Last but certainly not least, I met Kurt David a few years ago after his work, From Glory Days appeared on the bookshelves. Being a Detroit sport aficionado myself, I resonated with his stories of retired professional athletes from each of the four major sport teams – Red Wings, Pistons, Lions, and Tigers. Kurt’s experience as a professional athlete allows him to relate well with those guys; to draw forth stories that enlighten and entertain.

That said, I’ll move on to answering the questions all authors will do in this meme:

1)      What is the working title of your current/next book?

My current book is Sportuality: Finding Joy in the Games. After living with it for a year now, I have found that it requires a children’s version, so the next book will be Sportuality for Children.

2)      Where did the idea come from?

Sportuality began with the thought that we use competition more often to separate, to judge, to hate, and to justify violence, “us vs. them” thinking, and even war. Words that we use within sport, when redefined to their original meanings, can evoke more meaning and purpose for anyone involved in sport at any level. Sport needs to evolve.

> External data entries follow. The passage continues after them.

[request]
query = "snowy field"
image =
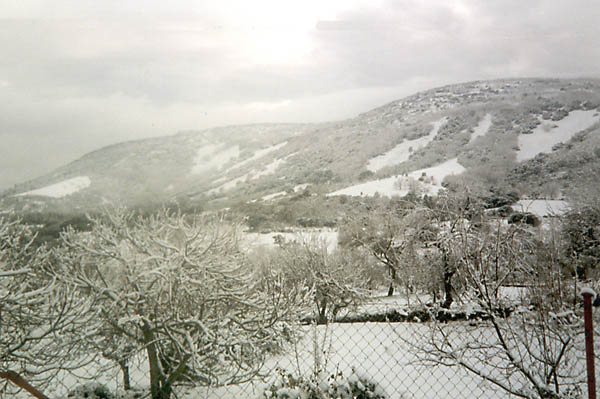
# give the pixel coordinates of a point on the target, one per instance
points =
(251, 241)
(213, 156)
(378, 352)
(383, 353)
(482, 128)
(402, 185)
(542, 208)
(550, 133)
(402, 151)
(254, 174)
(258, 154)
(61, 189)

3)      What genre does your book fall under?

Some might put it in the “spirituality” category, but it also appeals to sport enthusiasts.

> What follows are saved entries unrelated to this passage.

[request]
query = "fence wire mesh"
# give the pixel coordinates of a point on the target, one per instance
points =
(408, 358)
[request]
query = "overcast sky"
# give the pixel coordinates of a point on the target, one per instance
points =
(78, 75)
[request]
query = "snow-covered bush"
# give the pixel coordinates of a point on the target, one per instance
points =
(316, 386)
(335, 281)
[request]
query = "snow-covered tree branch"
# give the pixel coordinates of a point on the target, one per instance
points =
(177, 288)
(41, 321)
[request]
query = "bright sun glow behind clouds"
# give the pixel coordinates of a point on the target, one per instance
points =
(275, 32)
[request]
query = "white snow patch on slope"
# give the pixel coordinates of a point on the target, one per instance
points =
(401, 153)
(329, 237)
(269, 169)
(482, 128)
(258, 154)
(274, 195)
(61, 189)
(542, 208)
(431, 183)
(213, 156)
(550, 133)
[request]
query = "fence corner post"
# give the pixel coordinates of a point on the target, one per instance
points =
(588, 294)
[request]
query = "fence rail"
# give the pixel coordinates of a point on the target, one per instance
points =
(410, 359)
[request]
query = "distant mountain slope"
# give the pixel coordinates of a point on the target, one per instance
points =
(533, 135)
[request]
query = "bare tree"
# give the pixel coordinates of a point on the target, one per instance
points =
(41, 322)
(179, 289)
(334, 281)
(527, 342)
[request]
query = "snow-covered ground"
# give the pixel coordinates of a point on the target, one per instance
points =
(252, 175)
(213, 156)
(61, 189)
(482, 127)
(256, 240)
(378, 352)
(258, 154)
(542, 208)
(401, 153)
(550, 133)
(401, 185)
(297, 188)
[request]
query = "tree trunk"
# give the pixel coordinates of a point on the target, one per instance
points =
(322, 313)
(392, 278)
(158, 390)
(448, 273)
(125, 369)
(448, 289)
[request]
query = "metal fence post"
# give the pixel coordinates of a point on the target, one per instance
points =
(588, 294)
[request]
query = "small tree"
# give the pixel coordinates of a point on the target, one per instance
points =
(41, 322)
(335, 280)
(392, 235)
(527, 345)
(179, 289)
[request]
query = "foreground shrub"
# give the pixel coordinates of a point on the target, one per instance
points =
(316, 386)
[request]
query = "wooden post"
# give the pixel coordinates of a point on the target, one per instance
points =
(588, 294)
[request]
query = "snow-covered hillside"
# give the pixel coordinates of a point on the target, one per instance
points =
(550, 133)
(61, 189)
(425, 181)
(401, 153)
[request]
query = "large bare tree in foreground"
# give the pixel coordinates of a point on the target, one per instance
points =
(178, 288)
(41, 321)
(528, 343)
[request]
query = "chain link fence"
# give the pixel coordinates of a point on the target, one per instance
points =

4)      What actors would you choose to play the part of your characters in a movie rendition?

Several sportual movies already exist. Consider the following: Field of Dreams, The Natural, A League of Their Own, Miracle, Mighty Ducks, Bad News Bears, Brian’s Song, Hoosiers, Rudy, The Jackie Robinson Story, Rocky, Seabiscuit, and We Are Marshall…and insert others here as they come to your mind. I’m sure that more movies will continue to be made with a sportual theme.

5)      What is the one-sentence synopsis of your book?

Sportuality redefines words commonly used in sport toward a higher purpose of outcomes of greater peace, love, and joy for all involved. The children’s book will be a letter to children age 4-7 so they might consider what kind of competitor or fan they want to be.

6)      Will your book be self-published or represented by an agency?

Balboa Press, the self-publishing arm of Hay House, published Sportuality: Finding Joy in the Games, and the Children’s book is still up for grabs!

7)      How long did it take you to write the first draft?

The original book was three years, first word to publication.

8)      What other books would you compare this story to within your genre?

Sportuality is rather unique, in that it appeals to athletes and coaches, and also fans, parents, and officials. It definitely crosses genres, but I would call it a cross between Marianne Williamson’s “Return to Love” and “Seabiscuit: An American Legend” by Laura Hillenbrand.

9)      Who or what inspired you to write this book?

A 30+ year career as a NCAA Division III volleyball coach combined with being married to a Division I women’s basketball coach, and parenting 2 professional athletes. I’m a pretty competitive person in a chaplain’s body, and I believe that sport has the ability to shift culture from a fear-based, violent culture toward a love-based, positive way to find one’s joy.

10)   What else about the book might pique the reader’s interest?

Sportuality is an examination of sports at all levels from a Western perspective, focusing on how it reflects our cultural belief in separation and dualistic thinking, as well as how sports can grow peace, understanding, and joy. Sportuality crosses disciplines of sports and spirituality to help readers-athletes, coaches, parents, and fans-evolve a higher consciousness within sports and competition. Using a journal and questions for self-reflection-called a “box score” and “time-out” -readers can reflect upon and create their own sportual stories. By examining words traditionally used within sports, Sportuality helps the reader think critically about competition, community, communication, spirit, humor, enthusiasm, education, religion, holiness, sanctuary, sacrifice, and victory. Sportuality can also expose our learned beliefs in war and violence so we might be willing to choose the alternatives of joy and peace.